In this thesis, we present methods to automatically learn phrase-based
Statistical Machine Translation models that assume a
latent bilingual structure
as their central modelling variable. Acknowledging that each language
is strongly characterised by its individual structural properties, we
aim to learn a bilingual structure that augments and supersedes its
monolingual counterparts, to bridge the gap between them by explaining
the transformations taking place when conveying meaning across
languages.
The learning frameworks and algorithms we present allow us to discover
these structural patterns in bilingual data and automatically learn
models that take them into account to better translate. We apply our
methodology for a sequence of statistical translation models of
increasing complexity. This leads us to the presentation of a
well-founded learning framework for hierarchical, syntactically
motivated models that explain the translation process by taking
advantage of the linguistic structure of language.

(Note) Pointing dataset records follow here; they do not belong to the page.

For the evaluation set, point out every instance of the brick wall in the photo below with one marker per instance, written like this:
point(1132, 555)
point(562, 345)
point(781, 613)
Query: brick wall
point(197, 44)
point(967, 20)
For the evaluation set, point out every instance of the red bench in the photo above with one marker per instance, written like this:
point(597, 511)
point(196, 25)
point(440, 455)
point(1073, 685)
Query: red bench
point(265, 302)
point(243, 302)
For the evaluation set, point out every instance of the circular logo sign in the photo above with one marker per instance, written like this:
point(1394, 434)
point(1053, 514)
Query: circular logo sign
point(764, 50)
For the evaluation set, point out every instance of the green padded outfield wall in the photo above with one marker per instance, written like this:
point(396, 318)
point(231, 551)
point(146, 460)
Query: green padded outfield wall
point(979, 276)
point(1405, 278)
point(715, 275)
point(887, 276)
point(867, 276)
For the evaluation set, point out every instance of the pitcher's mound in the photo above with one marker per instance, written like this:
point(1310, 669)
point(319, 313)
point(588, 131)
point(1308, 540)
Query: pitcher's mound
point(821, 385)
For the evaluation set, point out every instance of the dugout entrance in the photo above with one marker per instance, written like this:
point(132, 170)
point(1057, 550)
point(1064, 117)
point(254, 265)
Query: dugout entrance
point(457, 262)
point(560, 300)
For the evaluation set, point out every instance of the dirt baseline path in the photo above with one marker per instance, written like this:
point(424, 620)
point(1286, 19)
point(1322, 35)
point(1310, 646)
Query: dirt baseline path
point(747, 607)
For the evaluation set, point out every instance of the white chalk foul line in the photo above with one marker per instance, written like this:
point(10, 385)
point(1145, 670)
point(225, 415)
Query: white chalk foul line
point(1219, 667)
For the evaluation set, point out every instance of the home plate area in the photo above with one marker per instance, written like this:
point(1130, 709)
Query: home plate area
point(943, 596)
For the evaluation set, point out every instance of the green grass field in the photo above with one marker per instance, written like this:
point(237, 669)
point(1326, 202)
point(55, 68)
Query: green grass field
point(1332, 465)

Chapter 1 offers an introduction to the context and aims of this work.
It introduces the key aspects related to modelling translation
structure and discusses the impact of its latent nature, as well as the
challenges involved in learning to identify it in bilingual data.
In
Chapter 2, we start by examining some of the modelling frameworks
that have been influential on SMT research, such as word-based,
phrase-based and hierarchical SMT. We then discuss the EM algorithm and
Cross-Validation, the two theoretical pillars under the novel learning
algorithm we introduce in the chapter that follows.
Chapter 3 examines the challenges related to learning phrase-based
translation models, by considering the wider problem of learning
Fragment Models: models which describe how to build new data instances
by combining together data fragments extracted from a training dataset.

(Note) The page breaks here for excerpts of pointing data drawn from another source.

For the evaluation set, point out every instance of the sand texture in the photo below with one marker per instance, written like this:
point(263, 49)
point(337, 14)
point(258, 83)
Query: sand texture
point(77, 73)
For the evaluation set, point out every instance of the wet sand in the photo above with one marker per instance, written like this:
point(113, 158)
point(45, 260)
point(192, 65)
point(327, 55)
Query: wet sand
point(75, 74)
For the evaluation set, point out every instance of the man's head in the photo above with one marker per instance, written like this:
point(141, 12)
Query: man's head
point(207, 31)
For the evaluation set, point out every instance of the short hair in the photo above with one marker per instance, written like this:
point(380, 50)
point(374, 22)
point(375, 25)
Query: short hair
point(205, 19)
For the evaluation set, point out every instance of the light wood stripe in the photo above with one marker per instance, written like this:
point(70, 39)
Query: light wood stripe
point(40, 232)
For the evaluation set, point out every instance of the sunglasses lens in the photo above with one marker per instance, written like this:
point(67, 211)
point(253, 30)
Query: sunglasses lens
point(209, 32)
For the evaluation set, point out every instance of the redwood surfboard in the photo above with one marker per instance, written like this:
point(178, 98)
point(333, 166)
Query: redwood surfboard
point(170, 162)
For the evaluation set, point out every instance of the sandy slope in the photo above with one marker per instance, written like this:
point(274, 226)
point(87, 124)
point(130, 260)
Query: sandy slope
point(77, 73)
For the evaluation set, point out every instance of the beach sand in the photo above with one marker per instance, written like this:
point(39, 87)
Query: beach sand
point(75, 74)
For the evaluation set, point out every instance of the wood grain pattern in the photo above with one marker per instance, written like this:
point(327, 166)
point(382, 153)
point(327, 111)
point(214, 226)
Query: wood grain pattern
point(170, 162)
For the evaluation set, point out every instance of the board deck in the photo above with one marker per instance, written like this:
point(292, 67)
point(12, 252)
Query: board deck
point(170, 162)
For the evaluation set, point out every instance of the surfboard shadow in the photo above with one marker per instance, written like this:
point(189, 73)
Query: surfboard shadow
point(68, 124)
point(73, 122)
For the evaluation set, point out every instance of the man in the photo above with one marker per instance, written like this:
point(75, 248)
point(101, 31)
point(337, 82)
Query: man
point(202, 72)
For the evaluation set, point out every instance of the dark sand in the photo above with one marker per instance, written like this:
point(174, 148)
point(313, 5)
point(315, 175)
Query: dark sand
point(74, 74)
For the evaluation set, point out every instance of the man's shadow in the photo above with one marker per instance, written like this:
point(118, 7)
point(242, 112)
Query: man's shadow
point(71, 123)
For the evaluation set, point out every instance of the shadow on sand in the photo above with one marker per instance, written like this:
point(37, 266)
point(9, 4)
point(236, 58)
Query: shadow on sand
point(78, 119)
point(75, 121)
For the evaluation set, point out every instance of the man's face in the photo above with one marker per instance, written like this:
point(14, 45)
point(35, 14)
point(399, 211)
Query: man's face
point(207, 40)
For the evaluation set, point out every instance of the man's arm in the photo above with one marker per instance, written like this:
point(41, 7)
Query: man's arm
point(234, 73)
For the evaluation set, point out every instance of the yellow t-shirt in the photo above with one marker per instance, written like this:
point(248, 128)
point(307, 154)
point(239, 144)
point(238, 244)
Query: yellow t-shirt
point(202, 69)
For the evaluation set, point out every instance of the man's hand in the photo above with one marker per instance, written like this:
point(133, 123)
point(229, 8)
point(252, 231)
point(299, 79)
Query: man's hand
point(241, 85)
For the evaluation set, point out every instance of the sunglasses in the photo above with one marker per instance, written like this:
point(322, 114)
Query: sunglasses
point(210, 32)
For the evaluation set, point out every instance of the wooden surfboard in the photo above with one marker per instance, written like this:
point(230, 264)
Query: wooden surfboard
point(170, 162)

We then introduce the Cross-Validated Expectation-Maximization (
CV-EM) algorithm, a
novel learning algorithm for Fragment Models which optimises parameters
according to a Cross-Validated Maximum Likelihood Estimation (
CV-MLE) objective.
The next three chapters describe and empirically evaluate learning
frameworks with CV-EM at their core, for three distinct,
state-of-the-art SMT models.
Chapter 4 contributes a well-founded method to learn the conditional
translation probabilities of Phrase-Based SMT models employing
contiguous phrase-pairs, centred around disambiguating the latent
segmentation of sentence-pairs into phrase-pairs. This method is shown
empirically to perform at least as well as the heuristic, ad hoc
estimators that are typically used for these models.
In
Chapter 5, we consider the additional challenges involved in
modelling translation with a synchronous grammar, and successfully
learn a relatively simple hierarchical translation model which offers
comparable performance with a highly competitive baseline.

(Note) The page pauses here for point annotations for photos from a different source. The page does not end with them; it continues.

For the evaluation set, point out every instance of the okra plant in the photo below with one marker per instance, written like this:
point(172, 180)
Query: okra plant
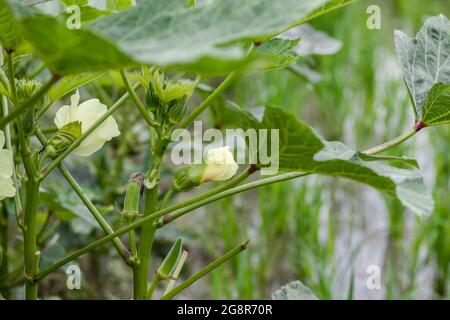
point(159, 57)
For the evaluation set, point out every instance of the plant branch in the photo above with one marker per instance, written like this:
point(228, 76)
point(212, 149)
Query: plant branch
point(201, 107)
point(144, 112)
point(17, 202)
point(172, 293)
point(120, 247)
point(177, 213)
point(78, 141)
point(391, 143)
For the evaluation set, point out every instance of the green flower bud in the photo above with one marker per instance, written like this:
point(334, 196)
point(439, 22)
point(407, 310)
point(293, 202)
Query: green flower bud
point(63, 138)
point(153, 101)
point(167, 91)
point(188, 177)
point(177, 109)
point(170, 262)
point(132, 197)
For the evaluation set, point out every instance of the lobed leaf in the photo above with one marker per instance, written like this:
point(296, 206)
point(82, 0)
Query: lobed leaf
point(302, 149)
point(165, 33)
point(70, 83)
point(436, 109)
point(425, 59)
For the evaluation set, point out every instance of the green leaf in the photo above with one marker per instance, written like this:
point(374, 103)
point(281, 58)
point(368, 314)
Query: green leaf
point(276, 54)
point(65, 50)
point(425, 60)
point(70, 83)
point(294, 290)
point(165, 33)
point(436, 109)
point(302, 149)
point(89, 12)
point(313, 41)
point(9, 38)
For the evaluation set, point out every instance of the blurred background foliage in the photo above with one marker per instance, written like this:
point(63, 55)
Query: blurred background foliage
point(322, 231)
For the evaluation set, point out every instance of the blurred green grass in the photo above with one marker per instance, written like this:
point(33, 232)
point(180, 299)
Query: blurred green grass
point(322, 231)
point(297, 227)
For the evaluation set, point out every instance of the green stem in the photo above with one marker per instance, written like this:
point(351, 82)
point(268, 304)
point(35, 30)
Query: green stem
point(144, 112)
point(201, 107)
point(166, 198)
point(43, 110)
point(177, 213)
point(152, 288)
point(32, 191)
point(4, 258)
point(36, 71)
point(140, 272)
point(391, 143)
point(120, 247)
point(78, 141)
point(19, 110)
point(17, 202)
point(172, 293)
point(229, 184)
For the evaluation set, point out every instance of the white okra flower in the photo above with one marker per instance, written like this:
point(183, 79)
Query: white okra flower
point(218, 165)
point(7, 189)
point(88, 113)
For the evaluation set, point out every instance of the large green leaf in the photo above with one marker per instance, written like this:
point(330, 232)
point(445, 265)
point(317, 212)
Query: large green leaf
point(436, 109)
point(275, 53)
point(425, 60)
point(70, 83)
point(301, 148)
point(165, 33)
point(89, 12)
point(66, 50)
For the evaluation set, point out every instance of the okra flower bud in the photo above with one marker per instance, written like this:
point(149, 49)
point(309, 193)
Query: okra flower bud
point(88, 113)
point(25, 89)
point(218, 165)
point(7, 189)
point(132, 197)
point(170, 262)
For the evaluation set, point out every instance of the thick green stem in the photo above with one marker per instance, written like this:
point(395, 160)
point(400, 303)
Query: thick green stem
point(4, 254)
point(120, 247)
point(17, 202)
point(391, 143)
point(144, 112)
point(152, 288)
point(85, 134)
point(177, 213)
point(221, 88)
point(145, 247)
point(148, 230)
point(172, 293)
point(32, 191)
point(30, 248)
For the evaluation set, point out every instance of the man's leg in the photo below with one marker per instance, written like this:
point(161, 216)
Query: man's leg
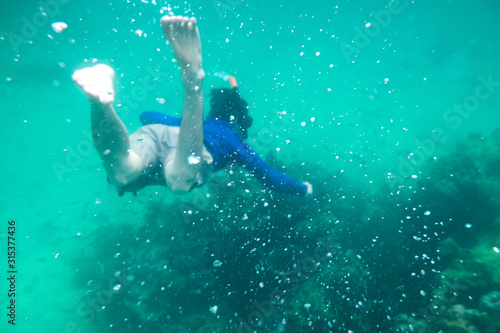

Chapter 6 moves considerably further, to build around CV-EM a learning
framework that allows learning complex hierarchical translation models
that take advantage of external annotations of source and/or target
sentences. We deploy this framework to contribute a method to learn
linguistically motivated hierarchical translation models, by
identifying the source-language linguistic patterns which are
informative for translation. We subsequently show how our approach
delivers tangible translation improvements across four distinct
language pairs.
The results of Chapter 6 complete those of Chapters 4 and 5, to provide
considerable evidence to back the key hypothesis of this thesis: models
assuming a latent translation structure
can be learnt under
a clear learning objective, as implemented in terms of a
well-understood optimisation framework and learning algorithm. The
learnt models are able to provide real-world, competitive translation
performance in comparison to heuristic training regimes, rendering the
use of the latter unnecessary.
Our methodology not only provides a reliable and effective substitute
for these heuristic estimators, but most importantly lays a path to the
future, by making possible the estimation of powerful translation
models that uncover the latent side of translation, and whose
estimation under ad hoc algorithms would have been hardly possible.